The Cognition raise dominated AI Twitter, with developers debating whether a $26 billion valuation for a coding agent signals a permanent shift in how software gets built or a repeat of the "GitHub Copilot will replace developers" cycle from 2022 — except this time with 13x revenue growth backing the claim. The Illinois bill generated a split reaction: safety advocates praised the third-party audit requirement as the template other states should follow, while industry-aligned accounts warned it would drive AI companies out of Illinois. The OpenAI Foundation's $250 million pledge drew skepticism from labor advocates who pointed out that OpenAI's own projected 2026 losses exceed $14 billion, asking whether a quarter-billion in philanthropy constitutes a serious response or a press release. Amazon's AI children's shows drew the sharpest emotions — animators posted side-by-side comparisons of GenAI output versus hand-drawn work, and several prominent creators publicly refused to participate.


One to Watch

Dell reports Q1 earnings after the close today — and it may be the clearest read on where enterprise AI spending actually stands. Analysts expect roughly $35.7 billion in revenue (up ~50% year-over-year) with $2.96 in EPS. The real number to watch is AI server revenue, expected around $13 billion this quarter, and whether Dell's $43 billion AI server backlog grew or shrank. Dell guided to $50 billion in AI revenue for fiscal 2027 and recently signed a $1.6 billion deal with IREN for Blackwell AI systems — one of the largest infrastructure builds outside hyperscaler data centers. The stock has surged 135% year-to-date. If Dell's AI margins hold and the backlog keeps growing, it confirms enterprise demand is real and accelerating. If margins compress or orders plateau, the question becomes whether $43 billion in backlog was the peak.


Quick Hits

  • Anthropic released a self-hosted Claude sandbox and security guidance plugin, adding to the 28 enterprise security integrations with CrowdStrike, Palo Alto Networks, Okta, and Wiz announced last week
  • Cerebras (CBRS) is trading as one of 2026's most closely watched AI chip IPOs, though the stock has pulled back from opening highs on customer concentration concerns tied to its OpenAI deal
  • Baseten is in talks to raise $1 billion at an $11 billion valuation, adding another inference-layer startup to a week that already includes Fireworks AI at $15 billion and OpenRouter at $1.3 billion
  • Mistral CEO Arthur Mensch publicly pushed back on Pope Leo XIV's AI encyclical, arguing that Europe cannot afford to slow down while adversaries accelerate — the first major lab executive to break with the Vatican's framing
  • Anthropic's Mythos model detected 23,000 potential vulnerabilities across 1,000 open-source projects, per SecurityWeek, an update from the 10,000 figure reported earlier in Project Glasswing's expansion

The thread running through today's news is how AI's consequences are becoming too concrete to ignore — and how different institutions are responding.
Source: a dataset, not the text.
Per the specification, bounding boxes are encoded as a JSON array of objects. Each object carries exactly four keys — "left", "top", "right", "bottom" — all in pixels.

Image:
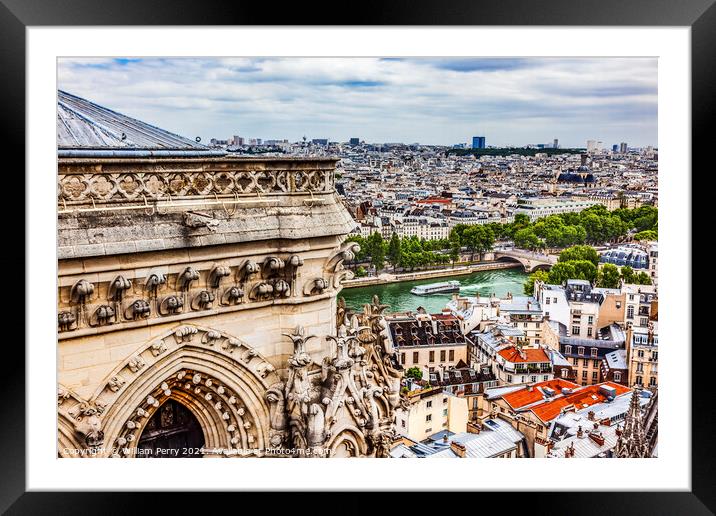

Illinois decided to regulate. OpenAI decided to write a check. Amazon decided to greenlight AI-produced entertainment for children. Cognition decided the best proof of concept is having its AI write 89% of its own code. And Dell, which reports tonight, may offer the most useful signal of all: not what anyone hopes AI will become, but what enterprises are actually willing to pay for right now. The coding agent thesis, the safety audit thesis, the worker displacement thesis, and the AI entertainment thesis are all running simultaneously — and they are no longer hypothetical.